Wednesday, March 28, 2012

Workflows and Interoperability

This afternoon, I had a chance to drop in on the workflows session at the Community Forum. Workflows – or rather modular, interchangeable, and reusable workflows – are a hot topic, because they allow scientists the opportunity to benefit from the previous efforts of others, cutting down research times and costs and increasing productivity. Martin Junghans from KIT, the state University of Baden-Württemburg, explained how WisNetGrid enabled creative workflows: "Scientific workflows reflect the creativity of scientists," he posited, "and complex workflows become inevitable. So our goal is to allow scientists reuse existing methods and algorithms as part of the workflow functionality." The way to do this, it turns out, is semantically.

Semantic descriptions of complex workflows allow users to quickly decide whether a service or workflow is appropriate or not. By allowing jobs to be tagged with metadata, the WisNetGrid facilitates not only easy searching of appropriate tools, but automatic service discovery and support for semi-automatic discovery of workflows.

Vladimir Korkhov then described how SHIWA (Sharing Interoperatibility Workflows for large-scale scientific simulations on Available distributed computing infrastructures), could be used to analyse neuroimaging data. Again, the interoperability is key: "Sharing and re-use of workflows are needed to promote scientific collaboration," he concluded.

Stefan Bozic from the Karlsruhe Technical Institute followed with an illuminating (pardon the pun) talk on simulating organic light emitting diodes.

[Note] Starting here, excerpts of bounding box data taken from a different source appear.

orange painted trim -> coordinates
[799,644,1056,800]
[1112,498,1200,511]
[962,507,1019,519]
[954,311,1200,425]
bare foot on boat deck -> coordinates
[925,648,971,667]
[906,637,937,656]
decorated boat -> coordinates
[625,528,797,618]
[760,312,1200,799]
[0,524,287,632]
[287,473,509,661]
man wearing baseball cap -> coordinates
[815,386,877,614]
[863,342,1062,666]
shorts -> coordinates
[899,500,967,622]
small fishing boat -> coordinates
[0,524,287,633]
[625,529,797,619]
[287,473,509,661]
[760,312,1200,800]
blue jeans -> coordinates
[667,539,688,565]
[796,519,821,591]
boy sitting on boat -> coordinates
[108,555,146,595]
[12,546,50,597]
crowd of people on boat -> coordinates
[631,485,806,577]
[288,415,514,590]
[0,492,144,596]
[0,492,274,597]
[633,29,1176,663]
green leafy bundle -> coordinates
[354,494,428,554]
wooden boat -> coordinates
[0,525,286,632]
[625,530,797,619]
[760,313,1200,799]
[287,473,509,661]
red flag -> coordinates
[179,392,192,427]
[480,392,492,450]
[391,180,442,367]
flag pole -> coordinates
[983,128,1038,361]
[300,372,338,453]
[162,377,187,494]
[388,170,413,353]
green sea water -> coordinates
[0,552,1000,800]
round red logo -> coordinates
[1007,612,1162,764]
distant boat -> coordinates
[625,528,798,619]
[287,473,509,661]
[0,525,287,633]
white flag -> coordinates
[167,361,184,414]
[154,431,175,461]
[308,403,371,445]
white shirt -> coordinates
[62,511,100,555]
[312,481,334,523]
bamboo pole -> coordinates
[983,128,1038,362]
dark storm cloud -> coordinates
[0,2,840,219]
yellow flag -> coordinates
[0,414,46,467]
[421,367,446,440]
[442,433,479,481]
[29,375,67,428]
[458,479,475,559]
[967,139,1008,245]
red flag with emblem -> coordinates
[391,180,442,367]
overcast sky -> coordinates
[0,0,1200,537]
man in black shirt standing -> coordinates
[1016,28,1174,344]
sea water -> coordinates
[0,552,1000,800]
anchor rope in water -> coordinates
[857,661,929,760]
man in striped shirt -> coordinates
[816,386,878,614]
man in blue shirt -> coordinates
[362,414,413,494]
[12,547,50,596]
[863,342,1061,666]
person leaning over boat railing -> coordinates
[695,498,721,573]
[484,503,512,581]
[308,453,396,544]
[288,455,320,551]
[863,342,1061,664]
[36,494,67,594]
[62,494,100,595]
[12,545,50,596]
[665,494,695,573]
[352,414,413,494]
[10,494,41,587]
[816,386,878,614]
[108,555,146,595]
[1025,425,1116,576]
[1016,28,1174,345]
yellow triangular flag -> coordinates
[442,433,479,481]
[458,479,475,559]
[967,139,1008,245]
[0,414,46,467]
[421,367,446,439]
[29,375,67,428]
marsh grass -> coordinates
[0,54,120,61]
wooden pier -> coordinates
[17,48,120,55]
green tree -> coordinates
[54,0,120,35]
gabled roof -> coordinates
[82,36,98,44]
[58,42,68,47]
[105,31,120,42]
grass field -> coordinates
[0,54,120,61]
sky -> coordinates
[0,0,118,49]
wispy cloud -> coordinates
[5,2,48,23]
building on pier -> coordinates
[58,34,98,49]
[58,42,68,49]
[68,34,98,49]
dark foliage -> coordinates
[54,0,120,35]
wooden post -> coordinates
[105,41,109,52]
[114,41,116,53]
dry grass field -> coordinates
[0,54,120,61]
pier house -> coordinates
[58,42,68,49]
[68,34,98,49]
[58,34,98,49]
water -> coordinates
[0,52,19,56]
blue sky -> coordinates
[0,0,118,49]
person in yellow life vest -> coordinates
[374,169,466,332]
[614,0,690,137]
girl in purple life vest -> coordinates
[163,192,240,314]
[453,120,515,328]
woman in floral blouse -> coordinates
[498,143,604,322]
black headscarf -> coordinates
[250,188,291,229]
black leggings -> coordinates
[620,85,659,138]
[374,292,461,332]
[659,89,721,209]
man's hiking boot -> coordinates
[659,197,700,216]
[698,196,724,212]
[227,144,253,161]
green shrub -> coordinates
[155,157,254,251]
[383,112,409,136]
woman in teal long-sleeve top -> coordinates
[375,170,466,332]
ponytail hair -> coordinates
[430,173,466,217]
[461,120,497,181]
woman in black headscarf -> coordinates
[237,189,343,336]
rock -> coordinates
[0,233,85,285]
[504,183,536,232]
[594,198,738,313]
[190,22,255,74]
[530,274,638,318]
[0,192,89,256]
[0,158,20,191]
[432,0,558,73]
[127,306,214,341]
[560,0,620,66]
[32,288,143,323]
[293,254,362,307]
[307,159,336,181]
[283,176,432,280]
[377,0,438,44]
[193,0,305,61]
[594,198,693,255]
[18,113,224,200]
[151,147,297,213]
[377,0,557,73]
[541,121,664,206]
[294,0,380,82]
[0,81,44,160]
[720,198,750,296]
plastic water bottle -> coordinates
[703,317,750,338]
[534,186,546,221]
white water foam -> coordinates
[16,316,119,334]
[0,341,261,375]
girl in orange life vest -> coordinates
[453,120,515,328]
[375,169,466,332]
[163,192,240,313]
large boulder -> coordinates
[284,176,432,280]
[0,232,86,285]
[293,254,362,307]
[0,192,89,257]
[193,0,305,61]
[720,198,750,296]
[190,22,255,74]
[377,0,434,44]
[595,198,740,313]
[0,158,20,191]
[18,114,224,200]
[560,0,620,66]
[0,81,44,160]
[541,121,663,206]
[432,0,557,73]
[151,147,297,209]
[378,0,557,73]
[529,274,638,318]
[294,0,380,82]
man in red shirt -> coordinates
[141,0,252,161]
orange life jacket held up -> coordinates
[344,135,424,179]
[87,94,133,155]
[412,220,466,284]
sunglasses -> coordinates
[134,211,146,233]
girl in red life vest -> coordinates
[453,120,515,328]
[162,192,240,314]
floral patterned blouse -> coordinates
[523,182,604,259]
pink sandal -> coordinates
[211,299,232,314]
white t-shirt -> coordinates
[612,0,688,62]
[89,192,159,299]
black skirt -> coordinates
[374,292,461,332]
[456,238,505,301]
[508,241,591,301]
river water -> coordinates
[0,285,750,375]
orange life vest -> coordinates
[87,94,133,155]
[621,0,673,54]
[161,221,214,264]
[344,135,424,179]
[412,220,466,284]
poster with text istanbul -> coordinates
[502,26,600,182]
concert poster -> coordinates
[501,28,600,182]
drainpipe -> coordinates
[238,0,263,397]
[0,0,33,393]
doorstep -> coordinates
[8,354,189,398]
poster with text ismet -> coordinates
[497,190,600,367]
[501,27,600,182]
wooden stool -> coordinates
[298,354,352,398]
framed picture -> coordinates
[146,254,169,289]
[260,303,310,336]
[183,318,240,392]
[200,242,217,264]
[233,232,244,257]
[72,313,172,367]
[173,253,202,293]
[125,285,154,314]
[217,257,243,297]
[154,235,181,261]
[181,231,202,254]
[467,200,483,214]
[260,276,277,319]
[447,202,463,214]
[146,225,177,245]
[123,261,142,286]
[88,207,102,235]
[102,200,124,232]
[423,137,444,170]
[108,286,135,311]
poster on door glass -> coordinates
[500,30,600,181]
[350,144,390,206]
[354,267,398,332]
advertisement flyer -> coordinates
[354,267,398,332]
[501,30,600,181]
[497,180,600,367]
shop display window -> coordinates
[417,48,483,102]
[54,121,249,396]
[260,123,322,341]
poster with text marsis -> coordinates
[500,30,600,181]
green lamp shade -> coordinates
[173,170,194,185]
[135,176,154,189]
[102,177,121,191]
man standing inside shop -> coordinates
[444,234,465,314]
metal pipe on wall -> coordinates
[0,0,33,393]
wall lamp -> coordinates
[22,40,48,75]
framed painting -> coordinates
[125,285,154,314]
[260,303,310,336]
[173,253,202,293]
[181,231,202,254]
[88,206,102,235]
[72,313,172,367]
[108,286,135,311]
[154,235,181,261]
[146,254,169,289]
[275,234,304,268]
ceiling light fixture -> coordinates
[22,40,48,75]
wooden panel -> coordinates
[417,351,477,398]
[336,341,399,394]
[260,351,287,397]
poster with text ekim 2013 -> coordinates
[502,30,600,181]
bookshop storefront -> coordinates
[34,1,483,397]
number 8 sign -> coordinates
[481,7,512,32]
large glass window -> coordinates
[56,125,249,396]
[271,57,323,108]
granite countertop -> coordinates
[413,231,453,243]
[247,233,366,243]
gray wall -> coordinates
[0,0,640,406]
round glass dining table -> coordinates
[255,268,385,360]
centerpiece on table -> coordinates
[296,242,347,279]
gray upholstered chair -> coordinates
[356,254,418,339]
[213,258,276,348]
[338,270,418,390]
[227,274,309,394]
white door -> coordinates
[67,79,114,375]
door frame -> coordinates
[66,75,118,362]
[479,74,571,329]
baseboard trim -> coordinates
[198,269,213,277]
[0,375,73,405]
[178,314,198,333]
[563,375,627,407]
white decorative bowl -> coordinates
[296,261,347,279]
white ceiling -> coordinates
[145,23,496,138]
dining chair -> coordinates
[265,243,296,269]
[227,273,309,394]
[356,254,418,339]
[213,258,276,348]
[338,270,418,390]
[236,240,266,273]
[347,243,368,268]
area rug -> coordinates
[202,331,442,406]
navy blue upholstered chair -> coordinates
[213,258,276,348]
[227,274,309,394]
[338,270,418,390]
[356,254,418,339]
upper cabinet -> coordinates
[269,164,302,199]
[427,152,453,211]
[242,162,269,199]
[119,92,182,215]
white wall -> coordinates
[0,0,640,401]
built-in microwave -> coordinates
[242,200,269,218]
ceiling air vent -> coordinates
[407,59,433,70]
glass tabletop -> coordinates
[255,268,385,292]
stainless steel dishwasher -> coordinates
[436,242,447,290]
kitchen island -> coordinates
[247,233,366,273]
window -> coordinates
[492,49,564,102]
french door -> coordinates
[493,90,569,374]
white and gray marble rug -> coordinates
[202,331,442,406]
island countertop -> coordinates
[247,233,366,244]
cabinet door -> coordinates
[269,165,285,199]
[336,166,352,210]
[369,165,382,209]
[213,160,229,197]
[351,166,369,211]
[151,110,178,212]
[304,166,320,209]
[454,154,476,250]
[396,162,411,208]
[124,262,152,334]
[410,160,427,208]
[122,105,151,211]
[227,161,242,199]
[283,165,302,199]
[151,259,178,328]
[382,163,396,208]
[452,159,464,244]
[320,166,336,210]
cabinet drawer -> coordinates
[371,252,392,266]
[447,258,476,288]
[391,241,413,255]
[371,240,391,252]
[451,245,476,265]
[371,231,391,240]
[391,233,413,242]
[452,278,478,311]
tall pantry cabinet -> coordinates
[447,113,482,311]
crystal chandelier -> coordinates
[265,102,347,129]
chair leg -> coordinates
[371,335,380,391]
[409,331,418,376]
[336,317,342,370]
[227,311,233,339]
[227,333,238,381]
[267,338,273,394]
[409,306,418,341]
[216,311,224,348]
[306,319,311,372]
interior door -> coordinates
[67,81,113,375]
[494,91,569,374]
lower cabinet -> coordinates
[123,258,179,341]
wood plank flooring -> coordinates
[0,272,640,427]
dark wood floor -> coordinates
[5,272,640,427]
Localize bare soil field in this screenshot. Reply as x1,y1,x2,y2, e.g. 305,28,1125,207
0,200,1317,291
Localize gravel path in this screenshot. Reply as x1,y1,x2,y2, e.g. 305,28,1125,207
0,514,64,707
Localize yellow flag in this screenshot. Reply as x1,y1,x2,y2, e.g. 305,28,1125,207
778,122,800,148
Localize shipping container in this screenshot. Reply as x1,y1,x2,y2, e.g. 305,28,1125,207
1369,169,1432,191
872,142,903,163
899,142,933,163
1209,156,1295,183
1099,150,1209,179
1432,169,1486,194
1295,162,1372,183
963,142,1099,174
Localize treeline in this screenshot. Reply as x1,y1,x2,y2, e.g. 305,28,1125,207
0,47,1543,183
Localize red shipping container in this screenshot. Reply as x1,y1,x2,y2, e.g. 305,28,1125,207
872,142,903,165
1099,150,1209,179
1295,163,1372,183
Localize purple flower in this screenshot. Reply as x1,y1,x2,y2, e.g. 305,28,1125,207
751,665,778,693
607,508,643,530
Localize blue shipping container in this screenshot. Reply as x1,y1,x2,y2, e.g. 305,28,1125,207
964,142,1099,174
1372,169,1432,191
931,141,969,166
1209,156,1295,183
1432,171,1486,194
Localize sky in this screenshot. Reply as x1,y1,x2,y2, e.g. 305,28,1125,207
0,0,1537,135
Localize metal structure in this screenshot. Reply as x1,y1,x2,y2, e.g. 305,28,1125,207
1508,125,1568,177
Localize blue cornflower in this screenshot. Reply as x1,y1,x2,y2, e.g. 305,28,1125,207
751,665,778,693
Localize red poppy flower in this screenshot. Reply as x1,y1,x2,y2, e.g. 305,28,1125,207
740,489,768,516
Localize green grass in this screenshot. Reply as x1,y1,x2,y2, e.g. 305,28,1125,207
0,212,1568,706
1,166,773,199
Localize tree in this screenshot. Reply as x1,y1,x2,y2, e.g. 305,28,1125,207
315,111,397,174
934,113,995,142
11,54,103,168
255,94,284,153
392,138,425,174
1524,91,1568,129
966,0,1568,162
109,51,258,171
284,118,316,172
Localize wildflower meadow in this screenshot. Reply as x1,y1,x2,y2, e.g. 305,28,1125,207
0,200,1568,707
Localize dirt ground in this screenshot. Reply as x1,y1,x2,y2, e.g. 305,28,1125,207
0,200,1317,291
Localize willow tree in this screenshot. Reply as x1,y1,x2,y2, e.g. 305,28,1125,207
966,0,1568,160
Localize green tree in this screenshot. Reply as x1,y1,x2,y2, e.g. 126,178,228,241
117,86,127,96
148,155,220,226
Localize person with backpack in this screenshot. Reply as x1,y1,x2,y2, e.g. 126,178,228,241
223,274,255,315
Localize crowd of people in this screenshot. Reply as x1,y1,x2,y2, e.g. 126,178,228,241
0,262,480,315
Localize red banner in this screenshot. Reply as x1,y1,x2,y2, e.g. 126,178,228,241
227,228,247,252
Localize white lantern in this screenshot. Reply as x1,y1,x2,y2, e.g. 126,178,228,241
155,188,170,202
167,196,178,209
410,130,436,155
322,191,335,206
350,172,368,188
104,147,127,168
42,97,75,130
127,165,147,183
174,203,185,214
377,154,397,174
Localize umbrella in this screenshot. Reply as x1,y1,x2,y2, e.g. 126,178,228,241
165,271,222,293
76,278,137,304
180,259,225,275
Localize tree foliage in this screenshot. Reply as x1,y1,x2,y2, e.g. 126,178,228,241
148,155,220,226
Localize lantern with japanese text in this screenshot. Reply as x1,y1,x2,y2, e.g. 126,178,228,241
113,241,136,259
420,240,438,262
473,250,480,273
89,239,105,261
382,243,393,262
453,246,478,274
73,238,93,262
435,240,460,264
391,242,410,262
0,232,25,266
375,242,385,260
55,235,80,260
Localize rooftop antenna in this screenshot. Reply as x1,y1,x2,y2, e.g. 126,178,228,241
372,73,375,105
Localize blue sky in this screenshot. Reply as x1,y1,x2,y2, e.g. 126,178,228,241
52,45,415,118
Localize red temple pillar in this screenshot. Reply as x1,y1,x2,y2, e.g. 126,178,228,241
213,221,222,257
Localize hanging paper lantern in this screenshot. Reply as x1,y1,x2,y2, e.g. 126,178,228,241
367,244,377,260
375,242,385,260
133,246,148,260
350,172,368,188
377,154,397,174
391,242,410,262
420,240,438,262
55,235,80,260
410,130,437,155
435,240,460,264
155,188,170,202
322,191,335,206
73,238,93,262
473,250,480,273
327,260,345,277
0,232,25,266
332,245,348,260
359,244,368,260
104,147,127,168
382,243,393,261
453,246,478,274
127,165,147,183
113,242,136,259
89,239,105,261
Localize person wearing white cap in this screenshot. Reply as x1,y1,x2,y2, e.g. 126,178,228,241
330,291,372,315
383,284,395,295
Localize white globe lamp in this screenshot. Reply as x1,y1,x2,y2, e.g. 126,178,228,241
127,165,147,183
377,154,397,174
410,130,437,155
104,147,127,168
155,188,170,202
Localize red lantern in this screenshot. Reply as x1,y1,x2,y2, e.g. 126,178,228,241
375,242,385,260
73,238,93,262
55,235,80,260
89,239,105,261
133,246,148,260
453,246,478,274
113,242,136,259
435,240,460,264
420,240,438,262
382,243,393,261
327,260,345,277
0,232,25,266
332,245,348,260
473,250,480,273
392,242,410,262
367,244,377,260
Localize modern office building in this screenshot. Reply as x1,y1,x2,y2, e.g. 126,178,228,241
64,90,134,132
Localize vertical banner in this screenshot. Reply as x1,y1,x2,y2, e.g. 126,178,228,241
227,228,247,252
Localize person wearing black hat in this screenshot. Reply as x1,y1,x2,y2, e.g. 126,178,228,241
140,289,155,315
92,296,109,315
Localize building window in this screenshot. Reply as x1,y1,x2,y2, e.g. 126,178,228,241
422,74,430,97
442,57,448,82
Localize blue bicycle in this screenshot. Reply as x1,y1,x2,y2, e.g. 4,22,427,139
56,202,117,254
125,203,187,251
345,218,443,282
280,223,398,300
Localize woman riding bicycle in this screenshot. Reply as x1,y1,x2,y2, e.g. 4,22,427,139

Here, UNICORE provides the integration infrastructure, providing a UNiform Interface to COmputing REsources. Implementing standards from the Open Grid Forum (OGF), it provides seamless and secure access to distributed grid resources. For the application interface, GridBeans provides a way in to HPC resources, even for non-experts. GridBeans decouple applications from the ever-changing underlying grid, whatever that might be in terms of infrastructure. But an important point is that different simulation can re-use the same bean.

For the task in hand, structural data format is the open standard Chemical Markup Language (CML), while OpenMolGrid library provides the means for data flow management. Currently, the applications being used for the actual simulation are DL_Poly and BigDFT (this is essentially a chemistry problem, after all) as well as GridBeans. This was an extremely interesting presentation, and I'd recommend to take a look at the slides for a full taste of the talk.

Well, that about wraps it up for an interesting 90 minute session. I should also mention, the gala dinner was wonderful - a real chance for people in grid to get to know each other. Can't wait for the talks in the morning ( I can't accurately say 'tomorrow' any more!)